Chicago is an important worldwide center of commerce. The city has one of the largest financial centers in the United States. The world cities study group at Loughborough University recognized Chicago among its leading group of cities. Chicago was named by The Atlantic as the world’s 4th most economically powerful city. Chicago has been home to influential politicians, including the current President of the United States, Barack Obama.
The city’s notoriety has found expression in numerous forms of popular culture, including novels, plays, movies, songs, various types of journals (for example, sports, entertainment, business, trade, and academic), and the news media. Chicago has many nicknames, which reflect the impressions and opinions about historical and contemporary Chicago. The best known include: “Chi-town,” “Windy City,” “Second City,” and the “City of Big Shoulders.” Chicago has also been called “the most American city” in the United States (source).
Religion in Chicago & Illinois
The wealth of Chicago’s religious heritage is displayed in its sacred architecture (especially Roman Catholic) and institutions. Christianity is predominant among the city’s population. The city also includes adherents of Judaism, Islam, Buddhism, Hinduism, Sikhism, and the Bahá’í, among others.
The city played host to the first two Parliament of the World’s Religions in 1893 and 1993. Chicago contains many theological institutions, which include seminaries and colleges such as the Moody Bible Institute and DePaul University. Chicago is the seat of numerous religious leaders, from a host of bishops to a wide array of Christian denominations as well as other religions. In the northern suburb of Wilmette, Illinois, sits the Bahá’í Temple (pictured below), the only temple for the Bahá’í Faith in North America (source).
Roman Catholics constitute the single largest religious denomination in Illinois; they are heavily concentrated in and around Chicago, and account for nearly 30% of the state’s population. However, taken together as a group, the various Protestant denominations comprise a greater percentage of the state’s population than do Catholics. In 2000, Catholics in Illinois numbered 3,874,933, while the largest Protestant denominations were the United Methodist Church (with 365,182 members) and the Southern Baptist Convention (with 305,838 members). Jews constituted the largest non-Christian group with 270,000 adherents. Chicago and its suburbs are also home to a large and growing population of Hindus, Muslims, Baha’is and Sikhs.

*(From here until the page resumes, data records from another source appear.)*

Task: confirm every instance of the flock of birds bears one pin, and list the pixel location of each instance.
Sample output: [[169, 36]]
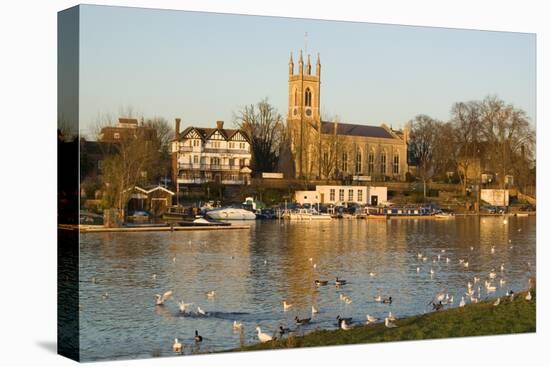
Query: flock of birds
[[474, 291]]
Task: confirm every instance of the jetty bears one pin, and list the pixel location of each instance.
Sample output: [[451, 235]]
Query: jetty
[[99, 228]]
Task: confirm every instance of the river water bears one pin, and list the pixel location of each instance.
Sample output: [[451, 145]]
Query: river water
[[253, 270]]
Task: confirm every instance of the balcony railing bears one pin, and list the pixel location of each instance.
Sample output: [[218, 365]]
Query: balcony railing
[[209, 167], [188, 180]]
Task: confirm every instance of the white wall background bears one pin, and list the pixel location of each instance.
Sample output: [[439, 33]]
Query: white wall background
[[28, 255]]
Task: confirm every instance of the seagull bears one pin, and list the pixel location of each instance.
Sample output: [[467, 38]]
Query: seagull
[[371, 319], [263, 336], [286, 306], [302, 321], [176, 347], [388, 323], [198, 338], [161, 299]]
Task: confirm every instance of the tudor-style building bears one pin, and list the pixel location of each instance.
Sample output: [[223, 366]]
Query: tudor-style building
[[202, 155], [335, 150]]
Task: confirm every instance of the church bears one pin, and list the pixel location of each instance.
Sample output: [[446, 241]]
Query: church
[[332, 149]]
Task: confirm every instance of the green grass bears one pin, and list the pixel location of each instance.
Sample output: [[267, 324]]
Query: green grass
[[517, 316]]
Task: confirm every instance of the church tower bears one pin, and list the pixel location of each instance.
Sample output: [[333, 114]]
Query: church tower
[[304, 118]]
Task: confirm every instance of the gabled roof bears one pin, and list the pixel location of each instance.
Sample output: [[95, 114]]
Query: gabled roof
[[327, 127], [205, 133]]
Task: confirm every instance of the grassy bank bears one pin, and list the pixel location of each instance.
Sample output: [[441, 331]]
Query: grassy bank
[[517, 316]]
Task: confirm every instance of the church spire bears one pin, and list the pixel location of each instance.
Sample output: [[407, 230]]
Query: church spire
[[318, 66], [301, 64]]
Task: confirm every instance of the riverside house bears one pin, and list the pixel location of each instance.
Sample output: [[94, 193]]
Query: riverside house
[[203, 155]]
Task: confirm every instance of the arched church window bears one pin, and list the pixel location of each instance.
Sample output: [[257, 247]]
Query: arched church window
[[308, 97]]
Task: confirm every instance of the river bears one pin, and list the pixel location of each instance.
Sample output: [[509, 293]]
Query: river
[[252, 271]]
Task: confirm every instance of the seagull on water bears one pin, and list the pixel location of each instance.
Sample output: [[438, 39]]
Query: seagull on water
[[176, 347], [388, 323], [264, 338], [371, 319], [161, 299]]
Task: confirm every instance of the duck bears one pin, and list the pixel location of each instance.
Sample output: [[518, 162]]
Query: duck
[[388, 323], [263, 337], [161, 299], [371, 319], [339, 281], [302, 321], [198, 338], [176, 347], [286, 306], [344, 325]]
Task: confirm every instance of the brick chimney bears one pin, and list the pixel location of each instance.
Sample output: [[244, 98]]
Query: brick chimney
[[177, 135]]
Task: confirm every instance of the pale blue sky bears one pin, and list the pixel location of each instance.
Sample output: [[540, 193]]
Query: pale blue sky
[[203, 67]]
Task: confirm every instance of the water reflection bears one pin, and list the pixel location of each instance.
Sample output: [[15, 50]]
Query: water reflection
[[253, 271]]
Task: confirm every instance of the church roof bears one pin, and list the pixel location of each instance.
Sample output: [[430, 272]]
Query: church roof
[[327, 127]]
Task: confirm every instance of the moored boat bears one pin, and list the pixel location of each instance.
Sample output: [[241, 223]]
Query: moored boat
[[231, 214]]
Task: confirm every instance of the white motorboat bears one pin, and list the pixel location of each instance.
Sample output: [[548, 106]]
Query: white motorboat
[[231, 214], [306, 214]]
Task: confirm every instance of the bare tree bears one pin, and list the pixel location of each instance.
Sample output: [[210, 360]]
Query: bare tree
[[265, 127], [422, 145]]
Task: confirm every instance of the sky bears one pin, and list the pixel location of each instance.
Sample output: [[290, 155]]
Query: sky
[[204, 67]]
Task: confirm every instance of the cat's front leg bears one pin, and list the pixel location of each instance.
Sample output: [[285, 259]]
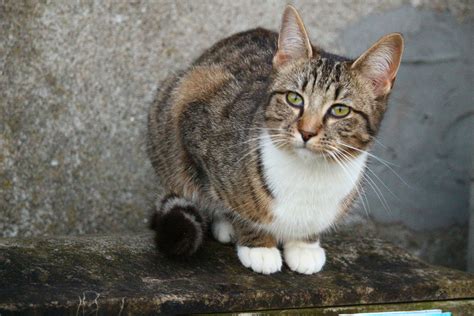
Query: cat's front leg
[[304, 257], [222, 229], [258, 251]]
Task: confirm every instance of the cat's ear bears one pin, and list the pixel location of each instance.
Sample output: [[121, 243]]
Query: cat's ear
[[293, 41], [380, 63]]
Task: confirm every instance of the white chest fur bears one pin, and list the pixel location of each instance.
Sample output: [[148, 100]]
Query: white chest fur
[[308, 192]]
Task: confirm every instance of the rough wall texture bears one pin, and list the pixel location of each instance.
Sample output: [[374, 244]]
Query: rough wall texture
[[76, 78]]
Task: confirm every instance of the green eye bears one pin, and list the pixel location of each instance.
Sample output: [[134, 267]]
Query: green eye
[[294, 99], [340, 110]]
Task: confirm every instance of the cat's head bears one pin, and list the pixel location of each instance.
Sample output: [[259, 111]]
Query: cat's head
[[325, 105]]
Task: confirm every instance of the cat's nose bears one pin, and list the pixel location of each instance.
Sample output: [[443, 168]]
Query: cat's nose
[[306, 135]]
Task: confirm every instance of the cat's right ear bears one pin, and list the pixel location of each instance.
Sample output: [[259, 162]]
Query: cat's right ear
[[293, 41]]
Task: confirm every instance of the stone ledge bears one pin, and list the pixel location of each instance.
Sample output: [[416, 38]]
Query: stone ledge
[[125, 275]]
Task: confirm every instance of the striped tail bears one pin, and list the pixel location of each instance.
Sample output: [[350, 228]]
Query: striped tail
[[180, 227]]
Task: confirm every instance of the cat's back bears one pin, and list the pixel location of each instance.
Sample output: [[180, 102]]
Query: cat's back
[[245, 54], [218, 93]]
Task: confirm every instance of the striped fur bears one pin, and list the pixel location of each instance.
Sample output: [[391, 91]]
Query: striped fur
[[227, 144]]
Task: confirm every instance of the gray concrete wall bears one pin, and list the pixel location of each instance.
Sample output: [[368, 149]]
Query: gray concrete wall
[[76, 78]]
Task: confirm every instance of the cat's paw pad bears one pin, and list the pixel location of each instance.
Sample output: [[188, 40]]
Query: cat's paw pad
[[260, 259], [223, 231], [304, 258]]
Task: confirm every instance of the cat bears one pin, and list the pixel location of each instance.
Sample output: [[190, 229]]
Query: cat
[[266, 136]]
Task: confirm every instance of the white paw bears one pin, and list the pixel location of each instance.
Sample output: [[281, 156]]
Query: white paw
[[223, 231], [304, 257], [260, 259]]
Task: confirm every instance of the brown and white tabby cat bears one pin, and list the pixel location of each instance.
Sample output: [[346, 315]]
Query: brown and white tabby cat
[[266, 136]]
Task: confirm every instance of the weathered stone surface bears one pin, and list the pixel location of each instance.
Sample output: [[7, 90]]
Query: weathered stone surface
[[76, 78], [112, 274]]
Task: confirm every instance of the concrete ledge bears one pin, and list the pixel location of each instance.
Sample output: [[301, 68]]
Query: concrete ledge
[[124, 274]]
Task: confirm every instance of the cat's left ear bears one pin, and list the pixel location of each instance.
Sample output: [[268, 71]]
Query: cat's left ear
[[380, 63], [293, 41]]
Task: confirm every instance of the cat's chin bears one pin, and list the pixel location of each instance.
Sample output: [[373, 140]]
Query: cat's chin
[[307, 154]]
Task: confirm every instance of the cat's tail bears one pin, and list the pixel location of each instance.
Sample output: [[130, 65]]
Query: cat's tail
[[180, 227]]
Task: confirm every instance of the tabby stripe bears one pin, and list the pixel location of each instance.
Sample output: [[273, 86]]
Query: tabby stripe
[[367, 122]]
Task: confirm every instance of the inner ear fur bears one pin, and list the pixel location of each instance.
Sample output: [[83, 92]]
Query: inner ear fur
[[380, 63], [293, 40]]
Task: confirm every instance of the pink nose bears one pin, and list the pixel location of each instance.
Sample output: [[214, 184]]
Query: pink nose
[[306, 135]]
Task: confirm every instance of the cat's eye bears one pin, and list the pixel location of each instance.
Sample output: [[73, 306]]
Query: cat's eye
[[339, 110], [294, 99]]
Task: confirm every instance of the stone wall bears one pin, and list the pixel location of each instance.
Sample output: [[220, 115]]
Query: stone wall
[[77, 77]]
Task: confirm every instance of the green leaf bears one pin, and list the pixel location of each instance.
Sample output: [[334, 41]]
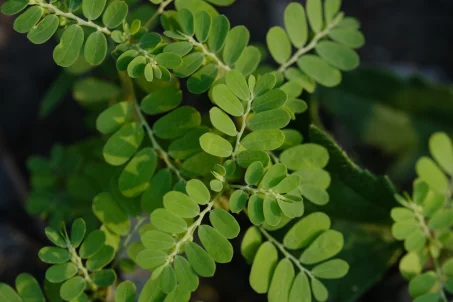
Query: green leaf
[[67, 51], [101, 258], [338, 55], [181, 204], [215, 145], [255, 209], [157, 240], [78, 230], [278, 44], [222, 122], [273, 99], [238, 200], [95, 48], [198, 191], [422, 284], [168, 60], [348, 36], [264, 140], [441, 147], [104, 278], [202, 80], [429, 172], [247, 157], [135, 177], [111, 119], [92, 244], [92, 90], [226, 100], [281, 281], [6, 291], [218, 34], [254, 173], [305, 156], [55, 237], [181, 48], [300, 289], [61, 272], [263, 267], [166, 221], [319, 290], [314, 13], [186, 21], [187, 279], [272, 212], [238, 85], [167, 279], [332, 269], [217, 246], [203, 23], [136, 67], [250, 243], [152, 292], [151, 259], [12, 7], [264, 84], [224, 223], [92, 9], [201, 261], [125, 292], [28, 19], [268, 120], [327, 245], [189, 65], [236, 41], [319, 70], [177, 123], [150, 41], [54, 255], [72, 288], [296, 24], [441, 220], [28, 288], [306, 230], [115, 14], [44, 30]]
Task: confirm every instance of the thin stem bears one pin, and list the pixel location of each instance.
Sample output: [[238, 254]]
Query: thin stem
[[188, 236], [243, 125], [71, 16], [208, 53], [287, 254], [310, 45], [158, 12]]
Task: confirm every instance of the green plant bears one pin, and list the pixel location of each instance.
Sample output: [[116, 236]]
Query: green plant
[[184, 170], [424, 223]]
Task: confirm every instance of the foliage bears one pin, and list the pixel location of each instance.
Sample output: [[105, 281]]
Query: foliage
[[179, 168], [424, 223]]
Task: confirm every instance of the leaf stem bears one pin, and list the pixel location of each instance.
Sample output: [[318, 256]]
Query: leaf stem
[[311, 45], [158, 12], [188, 236], [71, 16], [287, 254]]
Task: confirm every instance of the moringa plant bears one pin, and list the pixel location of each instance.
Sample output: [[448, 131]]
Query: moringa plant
[[176, 175]]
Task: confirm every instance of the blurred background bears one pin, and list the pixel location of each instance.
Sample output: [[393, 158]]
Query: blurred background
[[382, 115]]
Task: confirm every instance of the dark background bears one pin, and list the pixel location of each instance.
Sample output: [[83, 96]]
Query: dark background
[[404, 36]]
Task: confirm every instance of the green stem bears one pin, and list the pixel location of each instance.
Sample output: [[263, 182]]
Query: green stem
[[287, 254], [158, 12], [188, 235], [310, 45], [71, 16]]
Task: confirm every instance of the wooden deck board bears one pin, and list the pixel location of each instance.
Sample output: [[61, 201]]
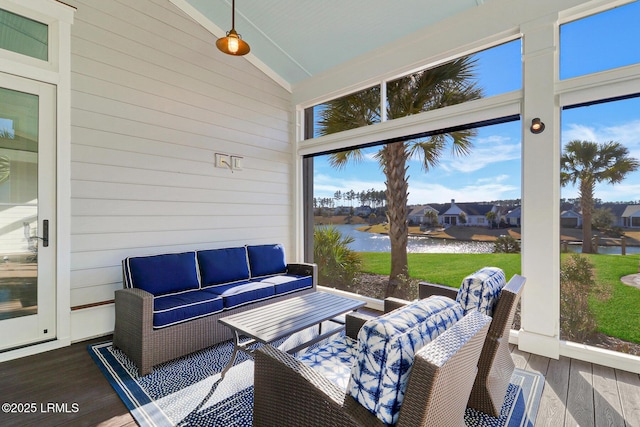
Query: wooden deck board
[[580, 409], [552, 408], [606, 400], [629, 392], [575, 392]]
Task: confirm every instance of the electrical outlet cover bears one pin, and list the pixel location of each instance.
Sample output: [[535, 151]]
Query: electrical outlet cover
[[236, 163], [222, 161]]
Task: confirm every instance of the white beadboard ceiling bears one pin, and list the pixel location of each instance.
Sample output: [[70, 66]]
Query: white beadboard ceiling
[[297, 39]]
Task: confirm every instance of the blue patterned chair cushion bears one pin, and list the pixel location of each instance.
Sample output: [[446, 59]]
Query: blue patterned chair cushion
[[386, 349], [333, 360], [480, 290]]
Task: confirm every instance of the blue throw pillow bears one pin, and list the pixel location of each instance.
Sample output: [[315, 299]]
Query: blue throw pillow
[[265, 260], [219, 266], [162, 274], [480, 290], [386, 349]]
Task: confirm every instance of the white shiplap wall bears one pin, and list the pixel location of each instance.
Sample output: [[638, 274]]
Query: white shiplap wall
[[152, 101]]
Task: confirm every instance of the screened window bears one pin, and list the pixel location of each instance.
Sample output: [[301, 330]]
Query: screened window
[[23, 35], [600, 42], [359, 200], [600, 206], [349, 112], [490, 72]]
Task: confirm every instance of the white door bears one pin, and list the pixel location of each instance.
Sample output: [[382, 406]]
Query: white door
[[27, 212]]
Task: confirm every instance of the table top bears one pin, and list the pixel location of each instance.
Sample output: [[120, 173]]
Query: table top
[[274, 321]]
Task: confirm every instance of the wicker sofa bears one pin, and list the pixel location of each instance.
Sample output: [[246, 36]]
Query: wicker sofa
[[379, 374], [171, 303]]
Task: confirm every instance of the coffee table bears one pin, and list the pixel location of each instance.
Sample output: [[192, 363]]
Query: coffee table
[[274, 321]]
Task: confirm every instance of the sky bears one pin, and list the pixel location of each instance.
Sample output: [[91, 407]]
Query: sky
[[493, 170]]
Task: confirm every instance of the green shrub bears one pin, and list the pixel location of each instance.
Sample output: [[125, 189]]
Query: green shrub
[[577, 285], [338, 266], [506, 245]]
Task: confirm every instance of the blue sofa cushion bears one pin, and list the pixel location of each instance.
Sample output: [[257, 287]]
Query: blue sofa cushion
[[223, 265], [288, 283], [266, 260], [162, 274], [237, 294], [386, 350], [171, 309], [480, 290]]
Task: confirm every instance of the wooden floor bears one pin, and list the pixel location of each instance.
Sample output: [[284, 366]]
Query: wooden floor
[[575, 393], [582, 394]]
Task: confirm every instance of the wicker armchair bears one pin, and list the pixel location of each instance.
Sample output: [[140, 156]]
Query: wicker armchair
[[495, 366], [289, 393]]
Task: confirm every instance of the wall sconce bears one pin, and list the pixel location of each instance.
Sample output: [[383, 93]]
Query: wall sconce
[[536, 125]]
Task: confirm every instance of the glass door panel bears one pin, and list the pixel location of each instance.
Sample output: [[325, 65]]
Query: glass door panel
[[27, 163]]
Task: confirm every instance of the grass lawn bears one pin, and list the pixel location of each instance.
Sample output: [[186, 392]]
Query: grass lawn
[[445, 269], [618, 317]]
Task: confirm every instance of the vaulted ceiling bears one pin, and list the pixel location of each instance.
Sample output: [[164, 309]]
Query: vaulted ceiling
[[297, 39]]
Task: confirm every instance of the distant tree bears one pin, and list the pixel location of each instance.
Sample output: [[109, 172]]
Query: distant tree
[[338, 265], [602, 219], [507, 245], [491, 217], [587, 163], [448, 84]]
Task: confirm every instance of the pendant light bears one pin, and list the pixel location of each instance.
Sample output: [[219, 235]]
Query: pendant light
[[233, 44]]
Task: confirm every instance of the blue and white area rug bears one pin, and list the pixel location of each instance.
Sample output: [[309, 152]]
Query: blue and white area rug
[[188, 391]]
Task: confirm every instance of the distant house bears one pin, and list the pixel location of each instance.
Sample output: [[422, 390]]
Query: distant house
[[363, 211], [570, 218], [469, 214], [421, 214], [631, 216], [514, 217]]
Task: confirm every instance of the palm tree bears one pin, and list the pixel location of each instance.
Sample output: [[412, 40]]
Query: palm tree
[[588, 163], [448, 84]]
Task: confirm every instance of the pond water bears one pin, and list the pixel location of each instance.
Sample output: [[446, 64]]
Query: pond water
[[371, 242]]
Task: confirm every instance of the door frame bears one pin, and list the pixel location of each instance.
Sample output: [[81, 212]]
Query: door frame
[[40, 326], [56, 71]]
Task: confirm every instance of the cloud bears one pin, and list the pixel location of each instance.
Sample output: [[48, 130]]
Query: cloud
[[627, 134], [327, 185], [420, 193], [486, 151]]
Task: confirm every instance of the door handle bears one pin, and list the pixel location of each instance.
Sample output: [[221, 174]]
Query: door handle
[[45, 233]]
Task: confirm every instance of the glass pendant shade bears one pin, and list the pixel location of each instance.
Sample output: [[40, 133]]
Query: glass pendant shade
[[232, 44]]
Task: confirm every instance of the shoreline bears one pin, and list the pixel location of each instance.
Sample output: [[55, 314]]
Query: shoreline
[[571, 236]]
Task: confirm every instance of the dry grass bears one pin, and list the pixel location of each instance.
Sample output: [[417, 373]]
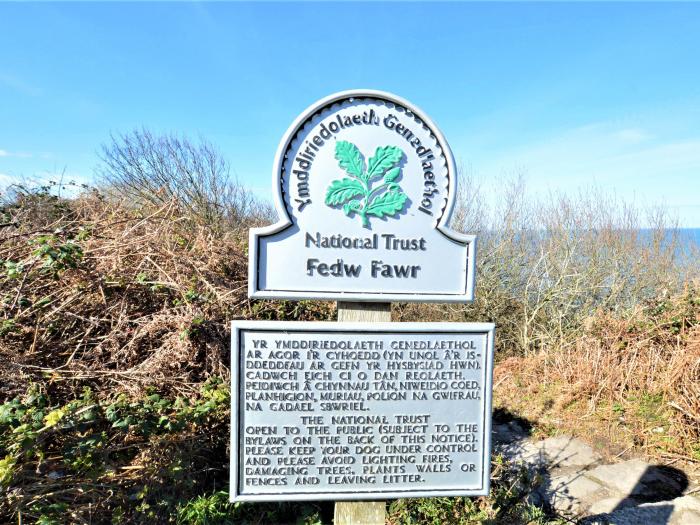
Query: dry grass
[[629, 382], [120, 297], [123, 302]]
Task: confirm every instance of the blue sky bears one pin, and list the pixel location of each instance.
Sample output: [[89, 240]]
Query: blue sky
[[569, 94]]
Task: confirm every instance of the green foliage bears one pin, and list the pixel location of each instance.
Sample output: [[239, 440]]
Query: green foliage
[[386, 199], [55, 254], [206, 510]]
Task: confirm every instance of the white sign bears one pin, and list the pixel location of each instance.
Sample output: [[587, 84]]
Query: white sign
[[364, 184], [357, 411]]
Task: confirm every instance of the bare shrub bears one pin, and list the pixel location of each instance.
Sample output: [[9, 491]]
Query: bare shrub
[[546, 263], [153, 170]]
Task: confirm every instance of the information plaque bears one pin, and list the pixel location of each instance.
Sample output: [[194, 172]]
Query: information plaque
[[347, 411], [364, 185]]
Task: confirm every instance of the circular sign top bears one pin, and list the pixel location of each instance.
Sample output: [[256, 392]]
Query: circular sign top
[[368, 155], [364, 186]]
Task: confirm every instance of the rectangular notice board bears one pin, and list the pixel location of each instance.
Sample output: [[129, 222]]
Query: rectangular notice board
[[349, 411]]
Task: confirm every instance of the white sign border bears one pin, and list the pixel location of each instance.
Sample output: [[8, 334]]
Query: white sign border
[[285, 221], [307, 326]]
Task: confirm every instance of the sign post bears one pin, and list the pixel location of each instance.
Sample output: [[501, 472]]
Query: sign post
[[366, 512], [362, 410]]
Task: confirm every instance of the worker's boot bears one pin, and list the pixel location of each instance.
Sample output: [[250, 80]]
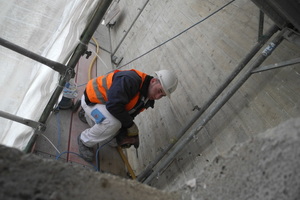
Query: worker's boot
[[87, 153]]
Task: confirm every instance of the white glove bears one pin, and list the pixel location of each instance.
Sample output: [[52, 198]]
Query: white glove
[[133, 130]]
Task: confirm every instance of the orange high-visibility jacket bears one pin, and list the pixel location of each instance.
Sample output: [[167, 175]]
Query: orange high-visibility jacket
[[97, 88]]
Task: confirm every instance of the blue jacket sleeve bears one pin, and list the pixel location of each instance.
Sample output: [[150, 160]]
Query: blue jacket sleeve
[[125, 86]]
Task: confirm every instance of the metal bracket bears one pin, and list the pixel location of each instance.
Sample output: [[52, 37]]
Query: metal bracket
[[277, 65], [36, 125]]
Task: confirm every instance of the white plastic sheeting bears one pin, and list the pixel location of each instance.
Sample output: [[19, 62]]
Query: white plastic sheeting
[[48, 28]]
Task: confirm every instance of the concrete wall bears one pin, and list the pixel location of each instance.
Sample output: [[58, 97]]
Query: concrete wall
[[203, 57]]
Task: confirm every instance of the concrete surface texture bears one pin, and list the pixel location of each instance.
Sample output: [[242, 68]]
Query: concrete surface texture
[[203, 58], [265, 167], [27, 176]]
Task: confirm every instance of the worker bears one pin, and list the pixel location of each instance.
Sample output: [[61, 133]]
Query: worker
[[112, 101]]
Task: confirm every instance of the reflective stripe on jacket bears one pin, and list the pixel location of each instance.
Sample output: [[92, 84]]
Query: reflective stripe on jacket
[[97, 88]]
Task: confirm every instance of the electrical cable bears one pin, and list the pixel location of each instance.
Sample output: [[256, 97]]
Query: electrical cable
[[58, 127], [94, 59], [205, 18]]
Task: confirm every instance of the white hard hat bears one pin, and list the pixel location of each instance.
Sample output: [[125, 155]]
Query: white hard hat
[[168, 80]]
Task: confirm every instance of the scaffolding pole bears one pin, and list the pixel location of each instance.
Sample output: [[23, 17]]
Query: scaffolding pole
[[182, 143], [79, 51]]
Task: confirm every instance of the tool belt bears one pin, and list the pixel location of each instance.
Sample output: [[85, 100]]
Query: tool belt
[[126, 141]]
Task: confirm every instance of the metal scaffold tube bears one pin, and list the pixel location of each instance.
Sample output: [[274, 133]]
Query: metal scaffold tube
[[266, 52], [79, 51], [273, 29]]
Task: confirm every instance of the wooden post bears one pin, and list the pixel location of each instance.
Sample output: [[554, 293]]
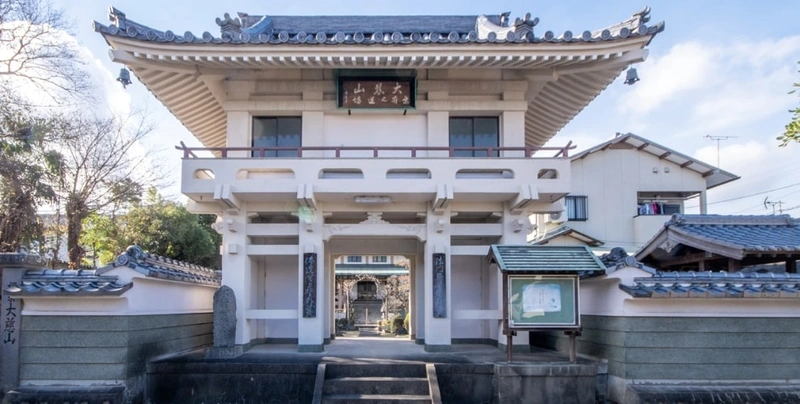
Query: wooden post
[[506, 329], [573, 351]]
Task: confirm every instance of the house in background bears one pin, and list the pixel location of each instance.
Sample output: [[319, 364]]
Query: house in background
[[624, 190]]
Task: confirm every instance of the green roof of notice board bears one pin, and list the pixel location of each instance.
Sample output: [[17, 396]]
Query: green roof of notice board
[[546, 259]]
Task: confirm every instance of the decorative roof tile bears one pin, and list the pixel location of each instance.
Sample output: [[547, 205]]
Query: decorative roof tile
[[546, 259], [716, 285], [159, 267], [730, 236], [65, 282], [366, 30]]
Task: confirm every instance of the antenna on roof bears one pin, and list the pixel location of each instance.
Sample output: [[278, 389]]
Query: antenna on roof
[[767, 204], [718, 138]]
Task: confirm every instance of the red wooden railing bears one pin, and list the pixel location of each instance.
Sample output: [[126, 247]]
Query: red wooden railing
[[491, 152]]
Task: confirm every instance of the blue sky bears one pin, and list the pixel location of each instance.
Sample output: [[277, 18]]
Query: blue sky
[[719, 69]]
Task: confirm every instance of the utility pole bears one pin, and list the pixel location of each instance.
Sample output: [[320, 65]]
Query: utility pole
[[718, 138]]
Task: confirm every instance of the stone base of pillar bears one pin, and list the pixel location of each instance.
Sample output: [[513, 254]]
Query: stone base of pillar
[[515, 348], [224, 352], [438, 348]]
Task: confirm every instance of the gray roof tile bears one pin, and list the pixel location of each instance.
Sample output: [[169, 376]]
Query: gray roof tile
[[65, 282], [159, 267], [365, 30], [95, 282], [546, 259], [716, 285]]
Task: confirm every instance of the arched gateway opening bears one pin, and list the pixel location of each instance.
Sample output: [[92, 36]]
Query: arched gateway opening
[[372, 296]]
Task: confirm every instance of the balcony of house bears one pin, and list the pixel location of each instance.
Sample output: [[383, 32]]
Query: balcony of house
[[522, 175], [654, 209]]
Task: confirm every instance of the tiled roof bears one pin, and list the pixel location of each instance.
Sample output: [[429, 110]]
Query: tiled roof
[[565, 230], [159, 267], [774, 233], [545, 259], [731, 236], [365, 30], [61, 282], [716, 285]]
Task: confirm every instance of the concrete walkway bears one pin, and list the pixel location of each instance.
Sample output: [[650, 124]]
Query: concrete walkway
[[401, 350]]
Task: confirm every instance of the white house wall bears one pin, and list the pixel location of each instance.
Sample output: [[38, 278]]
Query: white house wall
[[612, 178]]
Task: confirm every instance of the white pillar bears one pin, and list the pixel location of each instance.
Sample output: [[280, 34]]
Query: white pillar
[[313, 132], [703, 203], [239, 128], [437, 330], [311, 330], [512, 132], [237, 269], [438, 132]]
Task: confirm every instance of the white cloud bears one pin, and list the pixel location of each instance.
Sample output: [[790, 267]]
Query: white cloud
[[685, 67]]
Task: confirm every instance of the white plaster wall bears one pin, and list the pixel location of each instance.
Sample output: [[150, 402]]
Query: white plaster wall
[[375, 130], [281, 294], [611, 180], [602, 296], [147, 296], [467, 294]]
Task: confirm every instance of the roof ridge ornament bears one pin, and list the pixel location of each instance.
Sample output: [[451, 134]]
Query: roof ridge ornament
[[245, 24], [521, 29]]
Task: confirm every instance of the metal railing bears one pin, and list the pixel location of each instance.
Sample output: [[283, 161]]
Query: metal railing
[[261, 152]]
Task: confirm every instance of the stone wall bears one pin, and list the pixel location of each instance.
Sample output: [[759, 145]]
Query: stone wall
[[105, 349], [693, 349]]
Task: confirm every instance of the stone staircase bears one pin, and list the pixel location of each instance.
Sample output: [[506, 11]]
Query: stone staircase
[[376, 384]]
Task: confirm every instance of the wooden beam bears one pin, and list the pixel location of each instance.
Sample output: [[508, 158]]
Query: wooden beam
[[734, 265], [791, 266], [689, 259]]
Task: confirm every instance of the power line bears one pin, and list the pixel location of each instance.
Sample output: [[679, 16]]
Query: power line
[[747, 196]]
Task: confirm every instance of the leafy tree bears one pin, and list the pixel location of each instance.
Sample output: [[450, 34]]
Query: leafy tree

Illinois played an important role in the early Latter Day Saint movement, with Nauvoo, Illinois, becoming a gathering place for Mormons in the early 1840s. Nauvoo was the location of the succession crisis, which led to the separation of the Mormon movement into several Latter Day Saint sects. The Church of Jesus Christ of Latter-day Saints, the largest of the sects to emerge from the Mormon schism, claims 55,460 in Illinois today (source).
Would you pray that God would send more laborers to this city and country to lift His name high?